My brother is one of those top earners we have all been eyeing up for tax revenues. My sister-in-law and my brother will lose some money if we raise taxes on those over $250,000 per year or more.
My mom who is 95, and who is, of course, also my brother’s mom has an income so low that she doesn’t have to pay any taxes. She has to live on less than $20,000 a year.
Obama wants to raise my brother’s taxes a bit.
The Republicans want a “chained CPI” for Social Security which would take money out of my mother’s budget right now.
Who do you think can better afford to make a small sacrifice, my brother and sister-in-law, or my mom?
Which side do you think my “bro” would come down on?
Would he rather raise his taxes or lower mom’s income? He knows how proud she is about paying her own way in life. He knows she will not ever accept financial help unless circumstances are dire.
I believe he would prefer that he take the hit rather than mom.
Some wealthy people took a hit on January 1st, but perhaps not my brother. In spite of income generated by raising taxes (not a whole lot of income) Social Security cuts are still on the table. I don’t want cuts to Social Security that will affect current recipients. Isn’t the “baby boom” a limited phenomenon? Eventually all the “boomers” will have retired and the number of new recipients will begin to fall. I remember when I was in college, campuses added new dorms and new gyms and new classrooms to meet the needs of the baby boom. What happened when the balloon broke? Do we really need to make drastic changes or even small tweaks to Social Security? If the balloon created by the boomers did not hit us during a recession when money is tight, would we need to adjust for what is an equal and temporary balloon in payments?

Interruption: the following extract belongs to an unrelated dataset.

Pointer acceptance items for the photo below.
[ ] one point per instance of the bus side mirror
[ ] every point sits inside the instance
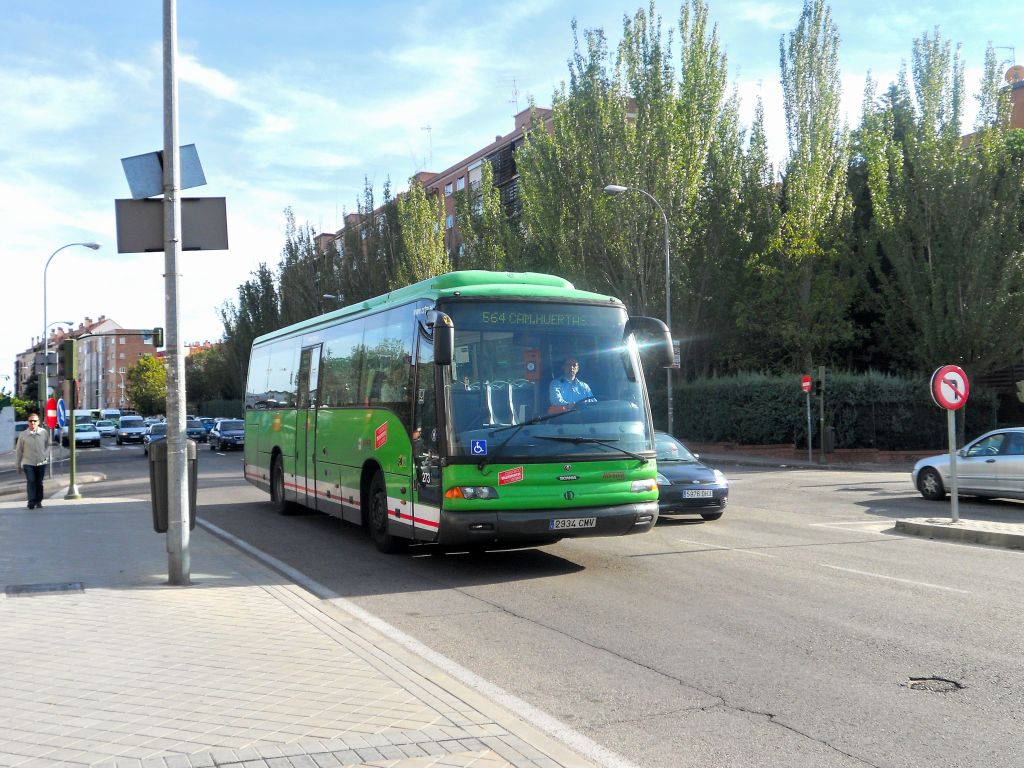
(443, 337)
(653, 340)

I keep touching base with the real people who will be affected by these cuts and one of those people is the one I worry about most, my mom. This whole idea of a “chained Comsumer Price Index” is fairly new and it would affect the payments people receive right now. My mom lives almost completely on Social Security. Once again I will remind you that she has reached 95 years of age, a time she should only have to worry about health issues, enjoying family and whatever small pleasures she can squeeze from life as her mobility dwindles. She has been fortunate enough to continue to live at home because one of my sister’s lives with her. She gets 1200 per month from SS and 250 a month from GE. This gives her an income of 17,400 per year, below the poverty level. Out of this, because she insists on paying her own way, she must pay her property taxes, her utilities, her groceries (which increase at the holidays), her medical expenses, and she still manages to save $200 a month. She grew up during the Great Depression and has been very poor throughout her life, although her circumstances improved while my Dad was alive, and now she is back to pinching pennies and saying no to most of life’s delights. I will fight a “chained CPI” because of what this would do to my mom’s carefully budgeted life. I know there are many seniors in these same straits, especially if they were homemaker’s and do not receive their own Social Security monies in addition to those of their husbands.

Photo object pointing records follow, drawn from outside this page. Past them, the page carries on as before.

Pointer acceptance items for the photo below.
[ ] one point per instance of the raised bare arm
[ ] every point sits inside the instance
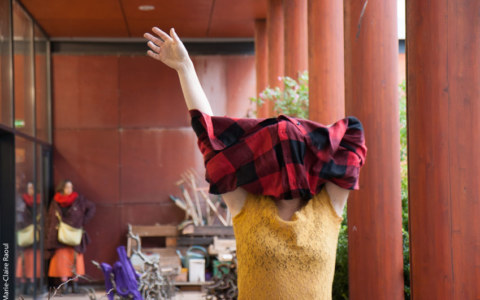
(170, 50)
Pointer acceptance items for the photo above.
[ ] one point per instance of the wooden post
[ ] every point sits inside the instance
(326, 61)
(371, 93)
(443, 94)
(275, 45)
(296, 46)
(261, 62)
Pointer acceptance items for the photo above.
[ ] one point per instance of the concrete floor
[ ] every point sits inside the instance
(180, 295)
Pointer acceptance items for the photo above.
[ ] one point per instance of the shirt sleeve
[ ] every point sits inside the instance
(340, 151)
(216, 133)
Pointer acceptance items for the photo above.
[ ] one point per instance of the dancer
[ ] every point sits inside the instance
(285, 181)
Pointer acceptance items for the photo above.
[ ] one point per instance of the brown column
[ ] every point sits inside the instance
(275, 45)
(261, 62)
(371, 93)
(443, 79)
(295, 25)
(326, 61)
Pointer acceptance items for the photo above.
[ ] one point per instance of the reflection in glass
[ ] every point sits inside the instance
(5, 65)
(23, 70)
(41, 92)
(29, 220)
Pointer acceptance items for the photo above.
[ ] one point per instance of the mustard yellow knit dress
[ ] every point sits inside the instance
(280, 259)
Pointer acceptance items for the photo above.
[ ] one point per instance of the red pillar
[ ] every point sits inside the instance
(275, 45)
(296, 46)
(261, 62)
(443, 94)
(326, 61)
(371, 93)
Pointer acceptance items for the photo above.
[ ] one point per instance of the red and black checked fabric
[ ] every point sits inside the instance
(283, 157)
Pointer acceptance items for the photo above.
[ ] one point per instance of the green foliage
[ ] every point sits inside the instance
(293, 101)
(404, 184)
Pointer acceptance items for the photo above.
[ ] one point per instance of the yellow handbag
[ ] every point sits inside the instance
(67, 234)
(25, 236)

Will we agree to raise the age for recipients once again, assuming that because they live longer they are able to work longer, even though for most recipients this is not so? Will we take more taxes from people with higher salaries and give them lower benefits? Of course I do not have a problem with this idea probably because I have never been rich. Saving Social Security is different from making it part of a deficit bargain. Social Security is not, right now a deficit item and won’t be for several years. Let’s keep tackling health care to get our savings and cut other programs and drop those research grants to studies that amaze, amuse and shock us. Let’s make some cuts to the military. Is that off the table?
In today’s (January 3rd) on-line edition of the New York Times their Room for Debate feature takes on the issue of Social Security. Here are the issues that are discussed:
Dean Baker, Center for Economic and Policy Research
Social Security, with its own revenue, is totally separate from the budget. Our large deficits were caused by the collapse of the housing bubble.

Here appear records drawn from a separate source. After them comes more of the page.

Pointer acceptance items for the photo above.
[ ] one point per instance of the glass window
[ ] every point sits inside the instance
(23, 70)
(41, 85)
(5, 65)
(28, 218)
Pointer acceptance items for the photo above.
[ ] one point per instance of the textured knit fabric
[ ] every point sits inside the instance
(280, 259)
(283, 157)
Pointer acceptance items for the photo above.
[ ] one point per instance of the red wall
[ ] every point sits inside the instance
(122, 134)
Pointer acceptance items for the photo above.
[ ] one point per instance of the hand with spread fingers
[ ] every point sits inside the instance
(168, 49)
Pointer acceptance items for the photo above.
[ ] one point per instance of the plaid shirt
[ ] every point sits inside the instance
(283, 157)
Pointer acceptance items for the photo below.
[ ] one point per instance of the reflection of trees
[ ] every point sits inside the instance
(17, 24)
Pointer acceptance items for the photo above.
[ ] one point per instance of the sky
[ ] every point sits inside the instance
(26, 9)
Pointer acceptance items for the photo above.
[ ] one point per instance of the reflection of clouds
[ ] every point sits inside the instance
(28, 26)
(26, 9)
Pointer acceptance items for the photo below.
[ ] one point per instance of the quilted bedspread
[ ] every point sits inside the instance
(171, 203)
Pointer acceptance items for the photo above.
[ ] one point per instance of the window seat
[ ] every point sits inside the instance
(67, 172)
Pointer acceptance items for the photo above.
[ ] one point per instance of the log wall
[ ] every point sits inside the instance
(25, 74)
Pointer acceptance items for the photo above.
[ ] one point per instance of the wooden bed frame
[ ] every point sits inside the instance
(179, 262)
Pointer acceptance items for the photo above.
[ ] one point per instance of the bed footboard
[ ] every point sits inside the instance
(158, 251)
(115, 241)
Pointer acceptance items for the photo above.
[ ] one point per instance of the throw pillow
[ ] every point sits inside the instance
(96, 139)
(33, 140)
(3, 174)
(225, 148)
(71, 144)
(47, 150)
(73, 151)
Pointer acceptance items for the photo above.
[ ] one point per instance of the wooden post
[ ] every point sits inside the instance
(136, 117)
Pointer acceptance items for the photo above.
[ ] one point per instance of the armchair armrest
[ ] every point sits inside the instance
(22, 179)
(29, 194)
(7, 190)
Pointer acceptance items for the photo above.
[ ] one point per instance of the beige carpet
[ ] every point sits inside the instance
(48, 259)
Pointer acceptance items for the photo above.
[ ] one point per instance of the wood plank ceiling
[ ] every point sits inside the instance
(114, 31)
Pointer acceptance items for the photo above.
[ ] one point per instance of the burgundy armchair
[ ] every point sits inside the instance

Alice Rivlin, Former federal budget official
Modest adjustments would prevent an increase in debt as revenue from workers continues to fall short of what’s needed to pay benefits.
Jeff Madrick, Roosevelt Institute
A modest increase in payroll taxes and a slight rise in the incomes covered by those taxes will largely take care of any future shortfall.
Andrew Biggs, American Enterprise Institute
Raising the retirement age and other measures would guarantee the program’s solvency and ease our debt burden.
Alicia H. Munnell, Center for Retirement Research
Fear for the system’s future, as outlays are projected to exceed income, leads many to retire early, with reduced benefits.
How can there be so many different views of Social Security and its role in our deficit? The numbers should speak here, but we can no longer trust numbers as we have seen statistics “bent” to back up a particular political point of view. Who can we believe on this?
This is the view from the cheap seats.